Características do delito O crime em tela consubstancia-se pelo fato do agente intimidar outra pessoa por meio de gestos, escritos ou palavras. Todavia, há de se observar que a ameaça deve prever mal injusto e grave, no sentido de jurar, prometer algo nocivo. A ameaça, que é meio de execução do crime de constrangimento ilegal e elementar de outros, pode constituir, em si mesma, crime autônomo. Na conceituação do crime de ameaça (art. 147 do CP) não é preciso que o mal prometido constitua crime, bastando que seja injusto e grave.
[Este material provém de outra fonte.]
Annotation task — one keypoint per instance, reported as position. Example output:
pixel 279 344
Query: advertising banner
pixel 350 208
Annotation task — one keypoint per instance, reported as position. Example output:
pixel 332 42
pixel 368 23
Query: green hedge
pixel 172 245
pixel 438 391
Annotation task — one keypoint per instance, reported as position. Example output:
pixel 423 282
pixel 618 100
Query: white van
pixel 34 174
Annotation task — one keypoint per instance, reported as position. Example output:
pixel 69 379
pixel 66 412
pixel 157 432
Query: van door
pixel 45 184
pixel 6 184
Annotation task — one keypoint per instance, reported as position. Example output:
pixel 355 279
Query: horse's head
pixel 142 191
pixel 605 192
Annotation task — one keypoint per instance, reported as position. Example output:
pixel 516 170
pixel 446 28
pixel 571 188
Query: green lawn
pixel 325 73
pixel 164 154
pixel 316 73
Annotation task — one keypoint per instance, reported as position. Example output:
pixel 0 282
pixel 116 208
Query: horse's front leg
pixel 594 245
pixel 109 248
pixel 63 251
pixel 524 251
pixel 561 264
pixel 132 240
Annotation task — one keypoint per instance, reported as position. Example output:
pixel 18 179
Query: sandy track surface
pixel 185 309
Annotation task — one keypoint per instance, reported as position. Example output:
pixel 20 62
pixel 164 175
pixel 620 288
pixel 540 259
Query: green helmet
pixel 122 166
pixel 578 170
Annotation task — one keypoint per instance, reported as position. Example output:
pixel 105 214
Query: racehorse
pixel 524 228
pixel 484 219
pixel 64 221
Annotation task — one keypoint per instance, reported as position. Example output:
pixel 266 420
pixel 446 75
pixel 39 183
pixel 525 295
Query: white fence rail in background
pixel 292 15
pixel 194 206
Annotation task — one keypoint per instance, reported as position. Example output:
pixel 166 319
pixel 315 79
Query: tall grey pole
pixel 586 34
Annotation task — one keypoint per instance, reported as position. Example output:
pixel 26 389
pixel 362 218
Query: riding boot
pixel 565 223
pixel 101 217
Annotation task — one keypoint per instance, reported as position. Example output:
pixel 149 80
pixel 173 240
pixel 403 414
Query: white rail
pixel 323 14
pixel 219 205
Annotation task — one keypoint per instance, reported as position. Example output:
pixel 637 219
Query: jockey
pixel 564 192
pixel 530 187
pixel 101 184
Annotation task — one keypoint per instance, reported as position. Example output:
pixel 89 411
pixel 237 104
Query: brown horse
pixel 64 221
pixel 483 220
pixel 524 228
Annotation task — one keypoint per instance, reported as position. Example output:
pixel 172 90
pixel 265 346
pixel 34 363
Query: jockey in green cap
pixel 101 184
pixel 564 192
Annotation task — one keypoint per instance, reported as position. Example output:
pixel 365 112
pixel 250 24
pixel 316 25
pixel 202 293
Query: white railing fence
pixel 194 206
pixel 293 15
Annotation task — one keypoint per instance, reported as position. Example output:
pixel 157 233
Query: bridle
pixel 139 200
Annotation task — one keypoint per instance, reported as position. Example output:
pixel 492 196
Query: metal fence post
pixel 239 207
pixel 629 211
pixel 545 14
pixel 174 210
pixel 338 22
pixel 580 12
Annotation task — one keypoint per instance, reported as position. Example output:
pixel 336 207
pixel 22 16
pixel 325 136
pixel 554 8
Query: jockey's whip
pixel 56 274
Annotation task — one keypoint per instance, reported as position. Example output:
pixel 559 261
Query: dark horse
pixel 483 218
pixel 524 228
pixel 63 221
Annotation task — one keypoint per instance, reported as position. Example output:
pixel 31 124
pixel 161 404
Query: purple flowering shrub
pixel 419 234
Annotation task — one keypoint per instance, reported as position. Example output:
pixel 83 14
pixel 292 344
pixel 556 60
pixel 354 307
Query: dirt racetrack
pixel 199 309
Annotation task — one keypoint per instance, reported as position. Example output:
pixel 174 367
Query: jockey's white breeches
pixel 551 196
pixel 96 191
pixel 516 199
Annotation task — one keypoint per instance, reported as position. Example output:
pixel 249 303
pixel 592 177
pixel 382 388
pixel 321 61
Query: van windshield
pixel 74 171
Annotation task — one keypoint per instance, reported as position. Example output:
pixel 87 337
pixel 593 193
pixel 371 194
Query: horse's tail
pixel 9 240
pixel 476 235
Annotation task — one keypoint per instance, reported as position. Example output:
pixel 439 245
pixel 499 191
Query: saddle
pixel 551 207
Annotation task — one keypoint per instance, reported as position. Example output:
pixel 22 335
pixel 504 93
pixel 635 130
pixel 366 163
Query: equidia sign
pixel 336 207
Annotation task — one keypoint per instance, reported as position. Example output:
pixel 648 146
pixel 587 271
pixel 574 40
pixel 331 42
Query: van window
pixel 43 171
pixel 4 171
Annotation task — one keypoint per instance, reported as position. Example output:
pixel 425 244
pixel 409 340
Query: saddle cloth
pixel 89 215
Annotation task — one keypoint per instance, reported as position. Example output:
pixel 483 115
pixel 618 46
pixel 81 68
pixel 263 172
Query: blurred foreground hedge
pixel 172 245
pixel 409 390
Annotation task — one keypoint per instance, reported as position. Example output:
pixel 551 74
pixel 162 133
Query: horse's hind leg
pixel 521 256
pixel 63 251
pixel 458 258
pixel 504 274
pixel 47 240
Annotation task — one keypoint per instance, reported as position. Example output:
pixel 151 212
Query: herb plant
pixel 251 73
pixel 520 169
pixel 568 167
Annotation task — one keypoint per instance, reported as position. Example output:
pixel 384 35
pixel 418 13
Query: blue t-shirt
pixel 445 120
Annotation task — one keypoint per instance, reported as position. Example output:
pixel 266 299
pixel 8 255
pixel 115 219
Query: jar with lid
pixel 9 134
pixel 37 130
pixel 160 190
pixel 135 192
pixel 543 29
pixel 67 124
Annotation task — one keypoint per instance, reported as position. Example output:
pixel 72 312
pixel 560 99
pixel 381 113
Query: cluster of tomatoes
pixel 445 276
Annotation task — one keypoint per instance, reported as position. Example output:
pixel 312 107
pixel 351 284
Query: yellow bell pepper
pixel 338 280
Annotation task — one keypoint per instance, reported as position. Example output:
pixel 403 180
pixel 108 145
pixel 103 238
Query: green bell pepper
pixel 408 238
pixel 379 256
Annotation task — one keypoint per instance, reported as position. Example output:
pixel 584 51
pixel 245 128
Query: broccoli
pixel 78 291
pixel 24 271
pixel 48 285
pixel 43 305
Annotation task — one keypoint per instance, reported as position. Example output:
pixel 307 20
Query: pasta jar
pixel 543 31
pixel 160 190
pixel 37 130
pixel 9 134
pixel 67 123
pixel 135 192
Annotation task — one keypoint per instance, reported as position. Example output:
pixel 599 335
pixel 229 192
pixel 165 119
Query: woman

Não é somente incriminada a ameaça verbal ou por escrito, mas também a ameaça real ou a simbólica. Nada impede também a ameaça à distância (por telefone, e-mail, e, etc.) ou transmitida à vítima por terceiro. Relevante é que a ameaça deva ser idônea e capaz de abalar a tranqüilidade psíquica da vítima. Assim como afirma Aníbal Bruno: é um constrangimento que se contenta só com o constranger. O seu fim é realmente perturbar a paz do sujeito passivo e com este sentimento pessoal de insegurança restringe-se e muitas vezes se anula a sua liberdade de querer. Para sua caracterização é essencial que exista o dolo consciente de amedrontar o outro. O bem jurídico tutelado, assim como o crime de constrangimento ilegal, é a liberdade pessoal e individual de autodeterminação, isto é, a liberdade psíquica do indivíduo, que será abalada pelo temor infundido pela ameaça. Sujeito ativo

Sujeito ativo pode ser qualquer pessoa, não requerendo nenhuma particularidade, tratando-se assim de crime comum. Quando se tratar de funcionário público, no exercício de suas funções, a ameaça poderá configurar o crime de abuso de autoridade (art.3º da Lei n. 4.898/65).

Sujeito passivo O sujeito passivo pode ser qualquer pessoa física, desde que seja capaz de sentir a idoneidade da ameaça e motivar-se com ela, atemorizando-se; em outros termos, é necessária a capacidade de conhecer e de autodeterminar de acordo com esse conhecimento. Portanto essa exigência afasta os enfermos mentais, as crianças de tenra idade, os loucos de todo o gênero etc., desde que não tenham capacidade de compreensão e entendimento, que não se confunde com capacidade jurídica. Momento Consumativo A consumação da ameaça ocorre no momento em que o teor da ameaça chega ao conhecimento do ameaçado. Se este a desconhece, não se pode dizer ameaçado. É desnecessário que a ameaça crie na vítima o temor da sua concretização ou que, de qualquer forma perturbe a sua tranqüilidade, tratando-se, pois, de crime formal. É suficiente que tenha idoneidade para atemorizar, para amedrontar, isto é, que tenha potencial intimidatório. A tentativa é de difícil configuração, embora, na forma escrita, haja quem sustente sua viabilidade. Como se trata de crime de ação pública condicionada, isto é, a que somente se procede mediante representação, destaca Damásio de Jesus, com muita precisão, que se o sujeito exerce o direito de representação é porque tomou conhecimento do mal pronunciado. Se isso ocorreu, o crime é consumado e não tentado .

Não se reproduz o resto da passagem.